É revérbero de uma obra que se tornou muito ambiciosa. Se os capítulos de “Stranger Things” raramente ultrapassavam 50 minutos de duração, agora é difícil que tenham menos de uma hora. Na novidade leva, um deles chega perto de uma hora e meia, o tamanho de um filme. “Crescemos fãs de cinema, não de televisão”, dizem os irmãos Duffer. “Nosso interesse por TV aumentou quando cineastas uma vez que David Fincher se arriscaram nesse universo.”
A grandeza do cinema que eles buscam se tornou também um travanca. Para dar conta da pós-produção de tantas horas de material bruto, os Duffer levaram tempo. Tempo demais, para alguns. A quinta temporada demorou três anos para permanecer pronta, mesmo tempo que levou a quarta, lançada em 2022. Quando a avidez era menor, entre o primeiro e o segundo ano da série, o público teve de esperar só um ano.
“Algumas razões [para a demora] estiveram além do nosso alcance, uma vez que a pandemia e a greve dos roteiristas”, diz Matt Duffer. “Na idade da quarta temporada nós chegamos a nos preocupar, mas os fãs estavam genuinamente empolgados em rever os personagens. Agora será igual.”
Segmento do público culpa a Netflix, dizendo que a plataforma errou em esticar a série ate esta temporada só porque ela dá numerário. Os irmãos Duffer, que não falam de orçamento ou lucros, defendem os chefes e dizem que tudo o que pediram a eles foi permitido.
Com segmento do público desgostosa ou não, “Stranger Things” virou sucesso inteiro para a Netflix. Embora não seja a série mais vista —a quarta temporada está detrás de “Wandinha”, da minissérie “Juventude” e da sul-coreana “Round 6″—, é a franquia mais estabelecida da plataforma, com uma série de animação no gatilho e uma peça de teatro em papeleta na Broadway desde abril e em Londres há dois anos.

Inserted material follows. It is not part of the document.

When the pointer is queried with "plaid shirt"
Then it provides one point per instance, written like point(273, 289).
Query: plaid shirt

Também se tornou fenômeno de merchandising, principalmente nesta temporada, que mal estreou e já gerou waffle, pizza, maionese e até pipoca que deixa a boca gelada. Uma parceria com o McDonald’s rendeu ainda sanduíches feitos com os pães de ponta-cabeça, referência ao Mundo Prepóstero da história.
Há ainda livros com histórias adjacentes publicados no Brasil pela editora Intrínseca. A novidade é “De um Jeito ou de Outro”, sobre a personagem Robin, que vai transpor no dia 2 de janeiro. A obra é de Caitlin Schneiderhan, roteirista que trabalhou em vários episódios.
Por termo, “Stranger Things” rendeu ainda uma estrela para a Netflix invocar de sua. Millie Bobby Brown, lançada junto da série ainda pequena, virou rosto da empresa e lançou a maioria dos seus projetos com ela. “Eles investem na minha arte”, diz ela, negando a teoria de ter se sentido um experimento. “Esta foi a minha lar.”
No prelúdios de novembro, repercutiu na prelo o rumor de que a atriz teria réu David Harbour de assédio moral e bullying. Ele interpreta o ex-policial Jim Hopper, pai postiço de Eleven na trama. Os supostos casos levantados pelo jornal Daily Mail teriam realizado antes dos sets da novidade temporada.
Nem Bobby Brown, nem Harbour, nem a Netflix comentaram o objecto, mas os atores abafaram a polêmica na première feita em Los Angeles, há tapume de duas semanas, onde se abraçaram, elogiaram um ao outro e tiraram fotos. À Folha, dias antes do evento, Bobby Brown se limitou a expor que o clima no set de gravações fora deleitável. “É uma vez que trabalhar com seus melhores amigos todos os dias. Foi lindo.”
Para se manter sã, diante de todo o caos dessa indústria —Bobby Brown frequentemente reclama de ser assediada pela mídia, tendo tido seu corpo claro de comentários que considerou descabidos—, ela diz se refugiar na calmaria da sua quinta, no interno da Geórgia, nos Estados Unidos.
“Tenho cinco galinhas com nomes inspirados nas Spice Girls. Tenho vacas, porcos, pôneis, burros e cavalos, mas não tenho montado neles porque passo muito tempo nos sets de gravação. Mas agora quero comprar um cavalo branco”, diz a atriz, nos últimos segundos de entrevista, antes de se virar para Noah Schnapp para debater compras de cavalos.
Bobby Brown, ao menos, parece fechar sua jornada em “Stranger Things” feliz e com bons amigos, exatamente aquilo que sua Eleven tanto luta para ter.